ERIC Number: ED284325
Record Type: RIE
Publication Date: 1986-Oct
Reference Count: 0
Becoming Home Schoolers.
Van Galen, Jane A.
This paper describes an ethnographic study of how fundamentalist Christian parents new to home schooling are socialized to norms, beliefs, and values of the Christian home schooling organizations with which they are affiliated. Research involved participant observation and interviews with "home schoolers" and educators over an 18-month period. Half of the children from the 16 families (including 23 parents) interviewed had never attended school; those from remaining families had withdrawn from public or private schools. Thirteen families described themselves as conservative Christians; other families had no religious affiliation. Home schoolers' shared beliefs and practices were analyzed from documents, newsletters, observation, and interviews conducted with state and local education officials involved with home schooling. Interview results show that parents generally learn about home schooling through people, events, or media that are integral to their established lifestyles. Parents' decision to teach their own children is rarely a culmination of long and careful deliberation. Many told of emotionally committing themselves to the decision soon after learning that this would be possible.
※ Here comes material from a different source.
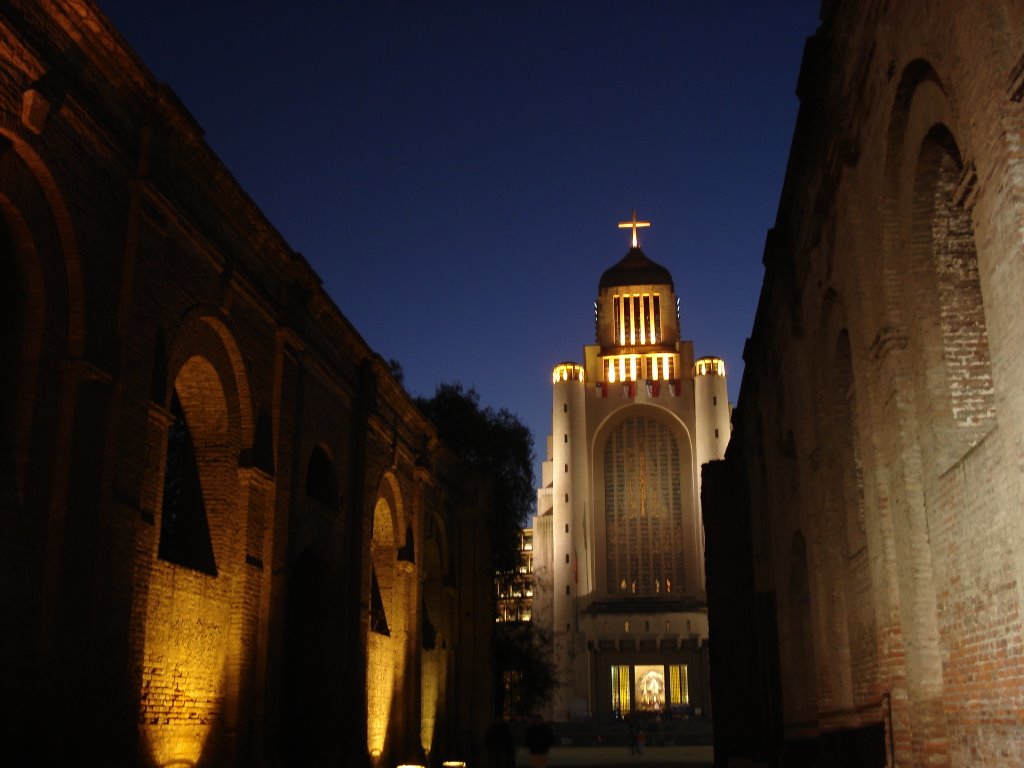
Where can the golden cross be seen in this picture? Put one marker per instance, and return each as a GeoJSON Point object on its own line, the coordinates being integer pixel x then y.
{"type": "Point", "coordinates": [634, 224]}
According to interviewees, "independent" and "intuitive" decisionmaking about curricular materials and other educational matters characterized their early days of home schooling. (CJH)
Publication Type: Speeches/Meeting Papers; Reports - Descriptive
Education Level: N/A
Audience: Researchers; Policymakers
Authoring Institution: N/A
Note: Paper presented at the Annual Meeting of the American Educational Studies Association (Pittsburgh, PA, October 1986).